Selective imaging first surfaced to track the transfection and expression of exogenous genes. Researchers built a construct containing both the gene of interest and a marker gene. Reflecting the expression of the gene of interest, the marker gene communicates by serving as the catalyst for activating the contrast agent. The tyrosinase gene, for example, encodes for melanin that causes iron accumulation in the cell, which can be viewed with T2 enhancement. Constitutive expression of a modified transferrin receptor fills cells with abnormally high levels of iron.
Another marker gene encodes for the enzyme carboxypeptidase, which cleaves a polylysine tail from gadolinium chelate, allowing it to bind to human serum albumin. Bound to albumin in the target tissue, gadolinium distinguishes itself with the slower rotation and higher relaxivity characteristics of larger molecules. The reverse strategy uses agents that are attached to an agglomeration of moieties. A marker enzyme cleaves off these moieties to increase rotation and decrease relaxivity.

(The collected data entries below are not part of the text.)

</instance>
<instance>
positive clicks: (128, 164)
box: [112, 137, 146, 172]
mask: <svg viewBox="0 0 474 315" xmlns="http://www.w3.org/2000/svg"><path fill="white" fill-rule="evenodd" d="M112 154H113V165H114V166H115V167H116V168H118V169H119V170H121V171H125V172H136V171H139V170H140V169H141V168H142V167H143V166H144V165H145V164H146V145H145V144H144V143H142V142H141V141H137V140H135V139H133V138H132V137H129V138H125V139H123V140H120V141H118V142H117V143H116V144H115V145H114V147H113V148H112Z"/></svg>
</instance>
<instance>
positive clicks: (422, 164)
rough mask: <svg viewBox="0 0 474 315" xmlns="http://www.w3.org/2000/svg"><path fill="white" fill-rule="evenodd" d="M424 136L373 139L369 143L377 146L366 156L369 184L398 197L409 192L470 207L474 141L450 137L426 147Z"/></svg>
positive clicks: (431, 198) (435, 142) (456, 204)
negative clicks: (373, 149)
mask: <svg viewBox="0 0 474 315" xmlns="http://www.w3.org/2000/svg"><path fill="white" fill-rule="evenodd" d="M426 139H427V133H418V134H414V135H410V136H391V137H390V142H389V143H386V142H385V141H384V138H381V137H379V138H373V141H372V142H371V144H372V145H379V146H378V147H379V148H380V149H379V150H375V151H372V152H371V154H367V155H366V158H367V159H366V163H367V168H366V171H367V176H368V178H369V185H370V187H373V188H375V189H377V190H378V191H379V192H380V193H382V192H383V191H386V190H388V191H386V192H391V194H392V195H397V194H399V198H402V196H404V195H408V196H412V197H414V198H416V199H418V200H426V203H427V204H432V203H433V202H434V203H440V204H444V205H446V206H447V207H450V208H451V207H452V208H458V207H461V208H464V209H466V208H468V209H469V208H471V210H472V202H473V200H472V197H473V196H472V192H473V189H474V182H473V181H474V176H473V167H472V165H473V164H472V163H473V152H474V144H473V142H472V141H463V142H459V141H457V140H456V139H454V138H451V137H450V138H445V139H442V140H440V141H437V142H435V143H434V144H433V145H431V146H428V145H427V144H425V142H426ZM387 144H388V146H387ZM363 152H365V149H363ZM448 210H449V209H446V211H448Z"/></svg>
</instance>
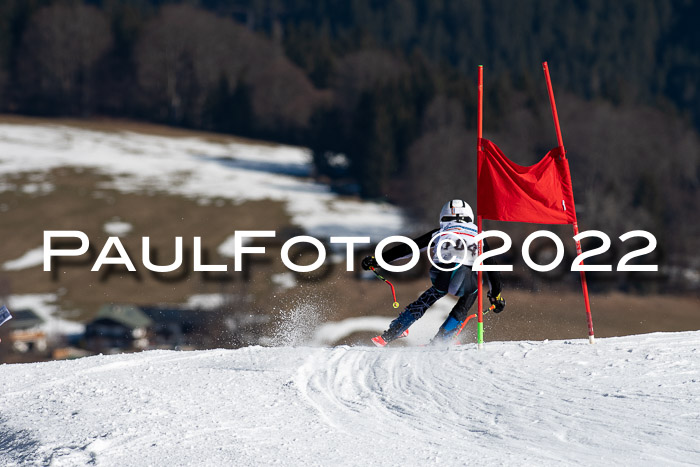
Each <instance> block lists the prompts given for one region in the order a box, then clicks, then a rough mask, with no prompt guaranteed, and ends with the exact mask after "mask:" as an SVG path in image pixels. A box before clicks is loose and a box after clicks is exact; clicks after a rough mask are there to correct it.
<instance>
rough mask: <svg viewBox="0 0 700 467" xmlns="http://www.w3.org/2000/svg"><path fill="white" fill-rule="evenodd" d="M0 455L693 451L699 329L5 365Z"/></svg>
mask: <svg viewBox="0 0 700 467" xmlns="http://www.w3.org/2000/svg"><path fill="white" fill-rule="evenodd" d="M0 388H2V396H1V399H0V464H1V465H52V466H60V465H83V464H87V463H93V464H95V465H98V466H132V465H133V466H137V465H138V466H141V465H157V466H176V465H236V466H241V465H272V464H278V465H305V466H306V465H318V466H327V465H358V466H372V465H377V466H386V465H440V466H446V465H469V464H479V465H572V464H578V465H635V466H637V465H649V466H652V465H653V466H658V465H698V464H700V331H695V332H684V333H667V334H651V335H643V336H628V337H620V338H608V339H599V340H598V341H597V343H596V345H594V346H591V345H589V344H588V343H587V341H584V340H580V341H579V340H574V341H545V342H491V343H488V344H487V346H486V349H485V350H484V351H478V350H476V349H475V348H474V346H473V345H465V346H459V347H454V348H449V349H447V348H435V347H409V348H387V349H376V348H370V347H336V348H323V347H317V348H313V347H297V348H293V347H283V348H282V347H277V348H275V347H272V348H263V347H249V348H243V349H239V350H210V351H199V352H175V351H151V352H144V353H140V354H129V355H115V356H97V357H90V358H84V359H80V360H75V361H64V362H50V363H40V364H28V365H4V366H0Z"/></svg>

Water molecules also modulate the correlation time of the contrast agent. Increasing pH deprotonates phenol and frees it to bind gadolinium. The binding event displaces water from gadolinium and decreases its relaxivity. Increasing its relaxivity, the gadolinium chelate can bind to water once the marker enzyme beta-galactosidase cleaves off lactose.
Louie's research focuses on detecting a change in voltage using a gadolinium chelate. In response to such a change, the attached moiety takes on an open conformation, allowing water to bind and increase the relaxivity.
Altering the exchange rate of water can change relaxivity and contrast. When bound to molecular moieties that deprotonate in response to pH, both gadolinium and europium experience shifts in the rate at which they bind to and detach from water molecules.